At the time of her offense, Annette had relapsed into a
depression-driven cocaine binge that resulted from a broken romance.
Annette was sentenced under California's rigidly constructed "three
strikes" law because of a prior instance of burglary and check fraud.
Despite pleadings for leniency from her victims, the sentencing judge
imposed, what he acknowledged was an unjust sentence, lamenting that
his "hands were tied." At age 39, she was carried from the court room
despondent and sobbing, and sent to the California Department of
Corrections, where, absent a gubernatorial pardon, she will spend
much of the next decade.
Annette is now confined in California's violent overcrowded prison
system, where she engages in a daily struggle to survive.

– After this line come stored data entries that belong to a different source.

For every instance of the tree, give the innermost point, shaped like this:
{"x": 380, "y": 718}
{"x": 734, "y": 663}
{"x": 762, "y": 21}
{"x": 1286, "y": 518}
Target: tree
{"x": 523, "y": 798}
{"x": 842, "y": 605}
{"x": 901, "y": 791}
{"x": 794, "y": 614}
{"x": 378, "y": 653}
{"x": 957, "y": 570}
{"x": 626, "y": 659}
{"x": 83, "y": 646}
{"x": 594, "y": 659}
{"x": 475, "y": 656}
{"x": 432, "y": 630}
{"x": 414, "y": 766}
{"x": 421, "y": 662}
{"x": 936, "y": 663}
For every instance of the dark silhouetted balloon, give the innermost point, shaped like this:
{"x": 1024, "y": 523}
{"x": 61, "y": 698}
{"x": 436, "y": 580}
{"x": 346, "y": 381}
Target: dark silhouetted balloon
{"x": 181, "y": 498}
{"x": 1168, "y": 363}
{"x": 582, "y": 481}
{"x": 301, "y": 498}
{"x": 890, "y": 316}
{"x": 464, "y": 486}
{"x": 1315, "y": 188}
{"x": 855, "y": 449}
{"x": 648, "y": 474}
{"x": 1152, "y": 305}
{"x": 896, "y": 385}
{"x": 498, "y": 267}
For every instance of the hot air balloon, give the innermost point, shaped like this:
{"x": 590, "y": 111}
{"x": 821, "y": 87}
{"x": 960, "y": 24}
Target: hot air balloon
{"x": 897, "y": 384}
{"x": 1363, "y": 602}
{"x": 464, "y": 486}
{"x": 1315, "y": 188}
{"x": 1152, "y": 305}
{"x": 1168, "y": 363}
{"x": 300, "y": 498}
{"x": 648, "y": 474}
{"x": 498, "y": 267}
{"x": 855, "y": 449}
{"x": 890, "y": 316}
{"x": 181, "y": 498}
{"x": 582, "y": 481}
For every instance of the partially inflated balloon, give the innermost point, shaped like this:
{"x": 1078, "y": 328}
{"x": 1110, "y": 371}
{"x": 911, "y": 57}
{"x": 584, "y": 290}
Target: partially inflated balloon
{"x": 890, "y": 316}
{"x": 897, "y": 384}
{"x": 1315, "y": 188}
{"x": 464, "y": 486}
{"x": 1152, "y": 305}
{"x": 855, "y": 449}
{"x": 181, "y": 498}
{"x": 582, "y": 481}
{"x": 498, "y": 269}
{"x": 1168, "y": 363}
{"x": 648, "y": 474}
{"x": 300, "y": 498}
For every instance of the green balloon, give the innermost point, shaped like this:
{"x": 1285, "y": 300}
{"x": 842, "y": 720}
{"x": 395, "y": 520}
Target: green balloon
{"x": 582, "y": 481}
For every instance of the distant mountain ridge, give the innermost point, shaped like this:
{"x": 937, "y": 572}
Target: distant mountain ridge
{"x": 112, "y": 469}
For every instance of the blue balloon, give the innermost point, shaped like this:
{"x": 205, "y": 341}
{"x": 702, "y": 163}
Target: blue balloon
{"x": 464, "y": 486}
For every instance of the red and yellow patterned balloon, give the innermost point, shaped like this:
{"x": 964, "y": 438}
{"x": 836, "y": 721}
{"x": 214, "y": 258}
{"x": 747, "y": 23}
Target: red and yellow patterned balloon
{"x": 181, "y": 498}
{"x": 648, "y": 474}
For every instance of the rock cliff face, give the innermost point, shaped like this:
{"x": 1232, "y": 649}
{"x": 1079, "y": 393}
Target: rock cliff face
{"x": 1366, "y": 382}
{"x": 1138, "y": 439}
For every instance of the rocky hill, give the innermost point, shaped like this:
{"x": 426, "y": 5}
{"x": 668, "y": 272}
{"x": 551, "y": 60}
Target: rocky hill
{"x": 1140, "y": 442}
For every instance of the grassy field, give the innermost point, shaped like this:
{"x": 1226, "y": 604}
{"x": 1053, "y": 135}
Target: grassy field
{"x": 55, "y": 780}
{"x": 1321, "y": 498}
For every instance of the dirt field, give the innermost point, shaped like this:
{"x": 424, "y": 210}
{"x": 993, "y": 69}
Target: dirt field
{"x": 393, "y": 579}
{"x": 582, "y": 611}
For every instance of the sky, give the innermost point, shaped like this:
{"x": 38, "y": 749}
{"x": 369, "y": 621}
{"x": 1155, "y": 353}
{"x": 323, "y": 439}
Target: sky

In October 2006, Annette was nearly beaten to death after four women
gang members viciously beat her with padlocks stuffed in socks and
then attempted to sodomize her with a broom handle when she refused
their demand for $200. In prison jargon it's called "paying rent" and
is a typical technique employed by prison gangs to extort money from
vulnerable inmates.
While recovering from her injuries, Annette is housed in a
23-hour-a-day protective custody cell where she has no access to
counseling or other supports - ironically, the same treatment imposed
on her attackers.
Once she recovers and is returned to the prison yard, her ordeal will
begin again.
To the politicians and prison lobbyists responsible for the state's
sentencing policies, the plight of inmates such as Annette Imboden is
irrelevant. Since the passage of the 1978 determinate-sentencing law,
the state's political leaders and prison interest groups have engaged
in a frenzied effort to mandate ever harsher penalties without regard
to the long-term effects on the prison system or the inmates.
With the Legislature passing more than 1,000 new sentencing
enhancement laws, California's prison population exploded from 21,647
in 1980 to 170,475 today.
As crowding increased and rehabilitation programs were eliminated,
prison conditions deteriorated. The state now faces numerous lawsuits
over prison conditions that will cost taxpayers billions if policies
remain in place.
For more than 15 years, independent analysts, including the
nonpartisan Legislative Analyst's Office and Little Hoover
Commission, have urged sentencing reform through the creation of a
sentencing commission. Sentencing commissions are independent
administrative bodies comprised of legislative, executive, and/or
judicial branch appointees charged with setting sentencing standards
while insulated from the political pressures of grandstanding
politicians and powerful prison lobbies.
By operating free from political influences, sentencing commissions
institute fair and rational sentencing policies that establish
sentencing durations based on the seriousness of the crime and the
convicts' threat to the community.
In addition to eliminating the injustices imposed on individuals such
as Annette Imboden, a California sentencing commission could address
the problem of statewide sentencing disparities. Under sentencing
practices California counties impose prison sentences at vastly
different rates.
For example, Santa Barbara County's prison commitment rate in 2005
was 330 per 1,000 felony arrests; more than triple Sacramento
County's rate of 108 per 1000 felony arrests.
If all counties sentenced felons at Sacramento County's rate (a
conservative jurisdiction), California's prison population would be
reduced by 20,000, saving $1.4 billion.
The savings resulting from eliminating these county-based sentencing
disparities could then be reinvested to improve the quality and
intensity of county-based correctional options such as probation.
Since 1990, the state Legislature has attempted to create a
sentencing commission on three separate occasions only to have it
vetoed once by Gov. George Deukmejian and twice by Gov. Pete Wilson.
With the overcrowding and the state's prison system on the verge of
collapse, Gov. Arnold Schwarzenegger has now proposed establishing
such a body. Let us hope that the current crisis-driven initiative
will usher in an era of responsible stewardship of the state's
criminal-justice system that has long been absent in Sacramento.